With his comment on Milley, Malgeri was promoting a false GOP narrative that the calls were conducted in secret and that Milley acted on his own. Those accusations prompted numerous individuals who were familiar with the situation to rush to Milley’s defense, saying he had cleared the calls through Defense Department leaders and briefed other agencies on them. Milley, during an appearance before the Senate Armed Services Committee, said he was acting on instructions from top aides in the Trump administration to de-escalate tensions after receiving information from U.S. intelligence that Beijing feared that Trump would launch an attack after his loss. Several current and former Defense officials have confirmed that account.

Yet Milley and other top Armed Services leaders have become targets for GOP extremist leadership and followers like Malgeri, who portray them as being part of a leftist, elitist group that attempted to stage a coup against Trump.
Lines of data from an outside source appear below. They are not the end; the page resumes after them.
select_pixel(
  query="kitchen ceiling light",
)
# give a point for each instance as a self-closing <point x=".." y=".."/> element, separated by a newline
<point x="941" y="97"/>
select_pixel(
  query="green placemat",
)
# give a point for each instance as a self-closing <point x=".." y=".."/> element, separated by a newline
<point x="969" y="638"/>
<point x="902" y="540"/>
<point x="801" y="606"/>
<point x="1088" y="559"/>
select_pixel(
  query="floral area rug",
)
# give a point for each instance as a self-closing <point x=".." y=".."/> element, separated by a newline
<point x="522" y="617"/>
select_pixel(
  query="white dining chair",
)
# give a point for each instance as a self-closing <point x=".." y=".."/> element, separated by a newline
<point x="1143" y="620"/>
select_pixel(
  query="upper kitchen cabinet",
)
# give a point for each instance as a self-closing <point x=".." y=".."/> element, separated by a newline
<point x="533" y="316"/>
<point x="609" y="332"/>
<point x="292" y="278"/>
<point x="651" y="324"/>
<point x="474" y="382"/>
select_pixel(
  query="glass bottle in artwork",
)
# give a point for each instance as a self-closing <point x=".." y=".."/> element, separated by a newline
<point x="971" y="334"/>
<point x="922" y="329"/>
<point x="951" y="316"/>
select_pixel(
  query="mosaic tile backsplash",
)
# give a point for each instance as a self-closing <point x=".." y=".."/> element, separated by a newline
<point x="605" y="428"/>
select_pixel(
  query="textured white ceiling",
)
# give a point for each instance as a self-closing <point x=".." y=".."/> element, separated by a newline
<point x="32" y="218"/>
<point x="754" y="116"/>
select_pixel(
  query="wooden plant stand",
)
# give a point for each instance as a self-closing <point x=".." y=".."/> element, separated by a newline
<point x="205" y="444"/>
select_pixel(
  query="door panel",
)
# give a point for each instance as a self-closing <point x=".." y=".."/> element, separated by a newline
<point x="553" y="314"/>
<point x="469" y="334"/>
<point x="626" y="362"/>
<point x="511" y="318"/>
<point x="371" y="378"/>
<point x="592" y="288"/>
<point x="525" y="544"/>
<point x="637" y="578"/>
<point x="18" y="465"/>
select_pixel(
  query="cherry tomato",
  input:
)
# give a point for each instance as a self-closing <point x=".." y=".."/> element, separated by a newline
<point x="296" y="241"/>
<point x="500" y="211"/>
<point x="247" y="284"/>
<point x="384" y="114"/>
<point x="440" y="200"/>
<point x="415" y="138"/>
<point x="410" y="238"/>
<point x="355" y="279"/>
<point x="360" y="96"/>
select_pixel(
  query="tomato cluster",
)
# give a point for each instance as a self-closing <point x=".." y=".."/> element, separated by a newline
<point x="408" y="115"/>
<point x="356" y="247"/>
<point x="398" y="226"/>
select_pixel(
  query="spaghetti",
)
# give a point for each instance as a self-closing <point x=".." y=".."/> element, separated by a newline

Malgeri and those who share his perspective shouldn’t be anywhere near Congress.

Instead, Malgeri’s military background and extremist views bring to mind the type of individual that three retired Army officers warned Americans about in a recent guest column in The Washington Post, where they discussed being “chilled to our bones” by the possibility of a successful military coup following the 2024 presidential election.

“One of our military’s strengths is that it draws from our diverse population,” wrote Army veterans Paul D. Eaton, Antonio M. Taguba and Steven M. Anderson. “It is a collection of individuals, all with different beliefs and backgrounds. But without constant maintenance, the potential for a military breakdown mirroring societal or political breakdown is very real.”

Malgeri’s comments provide another reminder that reasonable, responsible voters must go to the polls this year and keep extremists like him away from the levers of power.

Moderate voters must be appalled by what they’re seeing in the Republican Party — the unhinged rhetoric, the increasing embrace of violent white nationalist groups like the Proud Boys and Oath Keepers, the attacks on the military and other institutions, and so on. But complaining isn’t enough. Voters must turn out and defend the nation’s democracy from the GOP, which is resembling a political party less and less, and an armed insurrection more and more.